Lembras-te? Chovia bastante, já estava escuro, estávamos cheios de fome e descemos da esplanada da Pollux para a Rua Áurea, e lá contaste-me as tuas aventuras e desastres, que ainda acho algo fictícios. Apaixonei-me pelas tuas falhas de personalidade, pela vida que levavas, por estarmos no mesmo ponto de chegada e de partida, pelo simples facto de não te querer. Dormimos juntos, nessa noite. Quis-te mais tarde. Não te quis mais a ti do que tu a mim, nunca. Não te dei o que querias. Querias ganhar e levar o que não é teu. Puro capricho. Tal como não fui teu, também te amei. Não dei atenção ao teu jogo e fizeste tanta birra. O teu corpo deitado a meu lado não me roubou de mim mesmo. Amei-te sem me atirar da janela e isso não é amar. Pois, talvez não seja. Só sei amar desta maneira, em que estou à tua frente, firme para o que der e vier, e para toda a ocasião, sou teu sem nunca to dizer nem saber.
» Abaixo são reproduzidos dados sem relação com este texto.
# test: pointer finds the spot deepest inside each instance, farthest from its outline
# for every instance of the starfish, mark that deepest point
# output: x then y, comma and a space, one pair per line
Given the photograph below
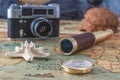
28, 51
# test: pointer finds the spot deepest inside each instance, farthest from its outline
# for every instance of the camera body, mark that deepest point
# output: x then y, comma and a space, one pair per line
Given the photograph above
33, 21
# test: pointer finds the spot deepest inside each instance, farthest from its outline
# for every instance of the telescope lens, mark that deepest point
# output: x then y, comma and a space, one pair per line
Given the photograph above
66, 46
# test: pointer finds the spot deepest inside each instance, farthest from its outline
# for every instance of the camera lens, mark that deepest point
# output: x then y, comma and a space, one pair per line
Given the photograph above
41, 28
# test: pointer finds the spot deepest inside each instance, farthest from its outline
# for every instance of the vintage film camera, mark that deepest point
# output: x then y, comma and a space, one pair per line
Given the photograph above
33, 21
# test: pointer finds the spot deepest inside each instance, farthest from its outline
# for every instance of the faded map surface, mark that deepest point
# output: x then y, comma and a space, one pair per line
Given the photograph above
104, 55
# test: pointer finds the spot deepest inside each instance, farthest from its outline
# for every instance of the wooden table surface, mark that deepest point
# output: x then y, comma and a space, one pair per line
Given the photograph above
104, 55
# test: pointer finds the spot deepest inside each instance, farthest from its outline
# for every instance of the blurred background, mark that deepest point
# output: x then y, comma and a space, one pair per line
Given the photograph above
70, 9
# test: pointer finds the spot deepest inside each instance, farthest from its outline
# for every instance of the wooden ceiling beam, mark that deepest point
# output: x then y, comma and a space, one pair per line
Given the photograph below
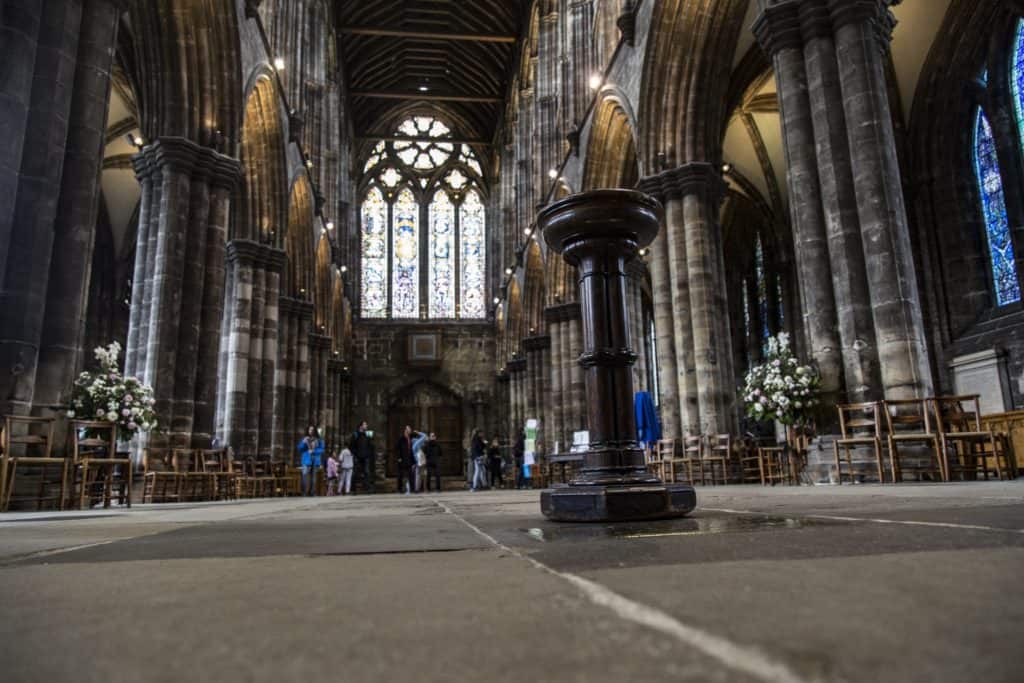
370, 137
429, 96
442, 36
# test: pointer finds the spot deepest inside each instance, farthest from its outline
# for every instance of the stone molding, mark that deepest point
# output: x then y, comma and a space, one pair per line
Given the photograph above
537, 343
563, 312
297, 307
790, 24
320, 341
692, 178
516, 366
627, 23
183, 156
255, 254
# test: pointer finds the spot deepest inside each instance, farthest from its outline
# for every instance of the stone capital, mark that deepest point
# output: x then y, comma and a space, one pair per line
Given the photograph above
562, 312
295, 307
318, 341
777, 28
693, 178
256, 255
873, 14
537, 343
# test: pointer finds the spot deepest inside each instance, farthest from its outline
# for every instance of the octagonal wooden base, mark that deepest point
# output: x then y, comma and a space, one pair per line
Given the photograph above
616, 504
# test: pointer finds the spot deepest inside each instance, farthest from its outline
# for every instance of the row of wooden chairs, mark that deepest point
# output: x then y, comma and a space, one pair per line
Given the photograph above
701, 460
947, 429
213, 474
90, 473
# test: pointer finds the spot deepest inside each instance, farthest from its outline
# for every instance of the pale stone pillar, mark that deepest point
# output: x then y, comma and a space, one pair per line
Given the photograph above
862, 31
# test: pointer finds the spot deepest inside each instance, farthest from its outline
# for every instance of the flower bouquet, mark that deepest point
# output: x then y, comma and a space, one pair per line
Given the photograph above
781, 388
107, 394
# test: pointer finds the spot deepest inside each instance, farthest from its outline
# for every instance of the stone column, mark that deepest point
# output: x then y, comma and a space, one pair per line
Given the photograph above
665, 339
779, 34
599, 232
60, 350
556, 397
36, 99
862, 31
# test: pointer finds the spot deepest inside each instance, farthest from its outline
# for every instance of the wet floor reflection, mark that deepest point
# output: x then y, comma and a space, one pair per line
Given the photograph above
674, 527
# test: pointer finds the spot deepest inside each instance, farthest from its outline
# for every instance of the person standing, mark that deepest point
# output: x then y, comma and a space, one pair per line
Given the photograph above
419, 460
476, 453
361, 446
332, 474
310, 449
495, 465
346, 462
432, 450
404, 459
518, 451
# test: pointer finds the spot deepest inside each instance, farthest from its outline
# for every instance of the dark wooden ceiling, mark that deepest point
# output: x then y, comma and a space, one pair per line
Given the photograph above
459, 50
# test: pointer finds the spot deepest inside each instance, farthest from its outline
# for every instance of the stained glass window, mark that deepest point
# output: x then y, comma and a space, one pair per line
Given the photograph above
472, 283
1000, 248
441, 250
759, 264
374, 294
1017, 78
406, 271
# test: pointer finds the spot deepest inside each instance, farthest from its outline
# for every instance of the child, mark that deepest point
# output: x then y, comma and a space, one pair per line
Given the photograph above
347, 462
332, 474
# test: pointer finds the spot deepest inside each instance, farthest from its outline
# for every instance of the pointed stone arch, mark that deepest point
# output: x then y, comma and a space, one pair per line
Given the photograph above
299, 240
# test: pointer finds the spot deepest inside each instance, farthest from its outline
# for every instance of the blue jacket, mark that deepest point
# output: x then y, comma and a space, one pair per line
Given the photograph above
311, 458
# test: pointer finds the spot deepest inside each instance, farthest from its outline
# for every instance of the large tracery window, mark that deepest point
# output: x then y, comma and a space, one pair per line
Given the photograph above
424, 200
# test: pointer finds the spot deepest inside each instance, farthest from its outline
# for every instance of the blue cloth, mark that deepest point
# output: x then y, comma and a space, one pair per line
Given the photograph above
648, 426
418, 443
311, 458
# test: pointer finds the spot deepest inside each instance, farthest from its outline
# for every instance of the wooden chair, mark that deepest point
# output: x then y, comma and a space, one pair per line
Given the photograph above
160, 482
957, 421
97, 472
860, 424
909, 421
772, 467
214, 463
19, 436
693, 459
718, 458
751, 467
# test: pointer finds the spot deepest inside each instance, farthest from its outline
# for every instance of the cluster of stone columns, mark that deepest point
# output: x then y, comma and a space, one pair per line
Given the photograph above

Já cheguei, vou descansar!

Merda para mim? No entanto, ambos sabemos que não vai haver luta.

GJ

Solidão sem Tempo – as cartas de amor, o sentimento e o intelecto II

Olá, como vais,  como estás,

pois, sim, não, é capaz,

está frio e faz sol,

fica antes debaixo do lençol,

tens fome ou sede,

tens preguiça ou vontade,

sais da cama e falas,

ouves e calas,

vê o que te trago,

tralha tua metida num saco,

sem mais demoras,

e porque só te vejo as costas,

vou-te deixar, que assim já ouves,

que estamos em núpcias podres,

e para terminar sem classe ou beleza,

vou pôr as cartas na mesa,

cago para ti e para o que queres,

para como jogas, para os teus interesses,

ser infeliz por uma semana mais é melhor,

do que receber o ódio a que chamas amor.